In the first half, author and researcher Roy Horne joined Richard Syrett to talk about his study of the Mandela Effect, an unexplained phenomenon that you may have experienced: those curious instances in which you are sure you remember something in a particular way, but it turns out to be different. The instance in which the effect is named after concerns a shared memory that Nelson Mandela died in prison rather than being released and eventually becoming South Africa's president. Are we misremembering events or has something shifted on the timeline?
Horne cited other instances such as people recalling Oscar Mayer spelled as Oscar Meyer, including a distinct memory of their jingle spelling out M-E-Y-E-R. He also pointed out descriptions in the King James version of the Bible that have changed, including a passage about the lion and the lamb, that is now the wolf and the lamb.

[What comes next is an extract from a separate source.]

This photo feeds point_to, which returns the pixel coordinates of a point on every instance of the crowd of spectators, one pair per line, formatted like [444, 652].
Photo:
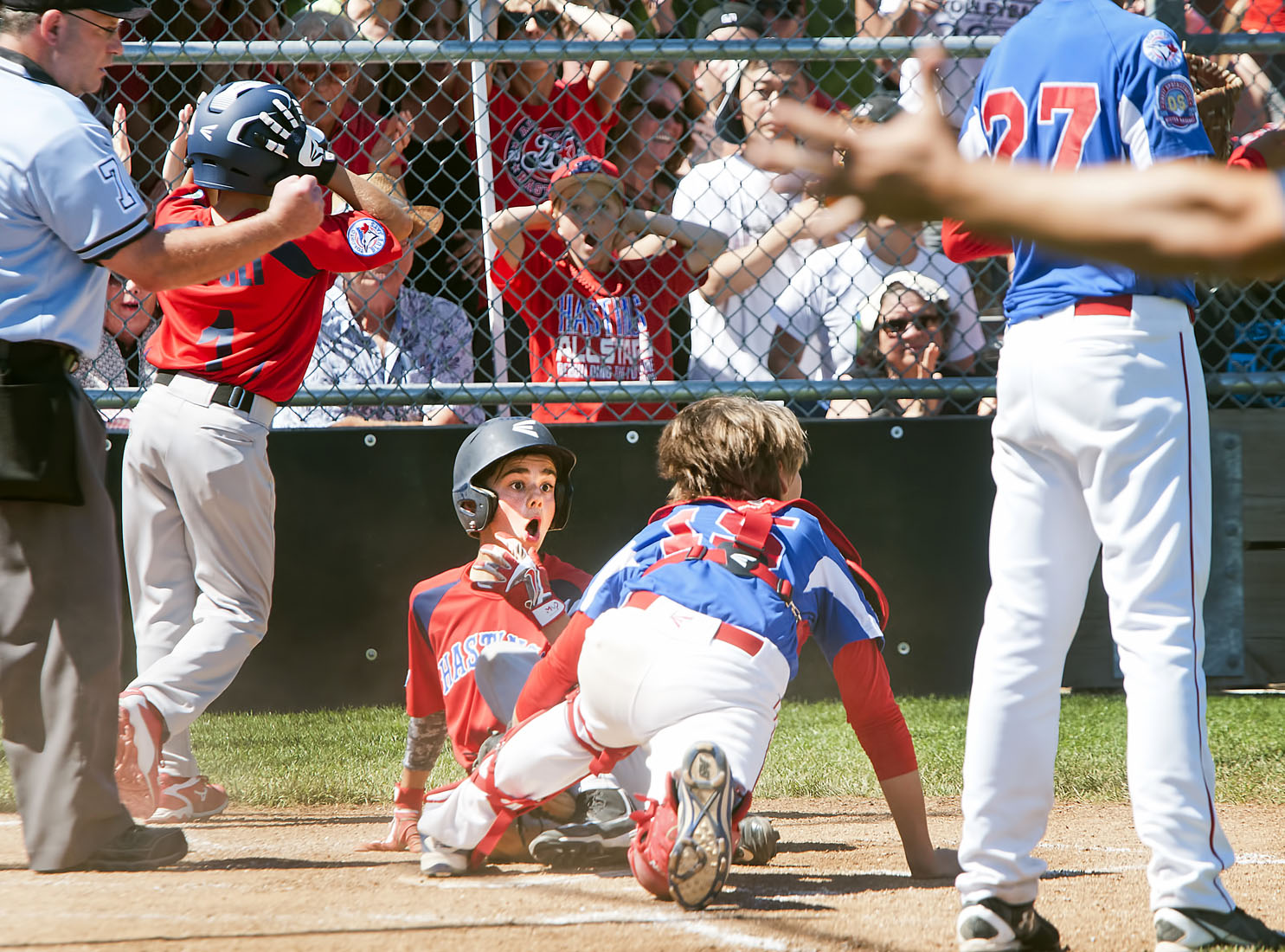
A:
[802, 289]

In the latter half, Professor Jeremy Kagan discussed his career in film making, his thoughts on Roswell, and his new film "Shot" about gun violence, as well as his near-death experience (NDE) which happened to him in the 1990s. His current film stars Noah Wylie as a gunshot victim, and portrays what happens to him after being wounded. Kagan believes the US should have stronger background checks in gun sales and do more to staunch illegal sales. Serving as a director on the classic TV show, Columbo, he talked about what a delight it was to work with Peter Falk.
As the director of the 1994 Showtime film Roswell starring Kyle MacLachlan, he sought to look at the question of whether humans are alone in the universe, as well secrecy and power. Kagan said his NDE occurred after being inside a sweat lodge and his body started shutting down. At first he perceived himself as being in an absolute hell, but when he realized this was his own conception, the experience shifted into a more classic NDE with a tunnel, and a heavenly scenario. He concluded that both the hell and heaven experiences were illusions of his own creation.

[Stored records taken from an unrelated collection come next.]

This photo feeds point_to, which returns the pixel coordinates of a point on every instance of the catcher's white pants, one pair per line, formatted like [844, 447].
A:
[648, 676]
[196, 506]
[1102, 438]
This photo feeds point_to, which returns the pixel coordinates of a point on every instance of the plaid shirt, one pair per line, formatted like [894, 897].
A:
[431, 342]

During the beginning of each hour, three guests talked about the effects of Hurricane Irma. Podcaster/wrestler Chris Jericho reported from his home near Tampa, where he was experiencing less serious effects than predicted. At the start of the second hour, researcher Stan Deyo suggested that the very active hurricane season is related to the sun and its increased heat. Dr. Tim Ball commented on the media hype and politicization of weather events (hours 3 + 4).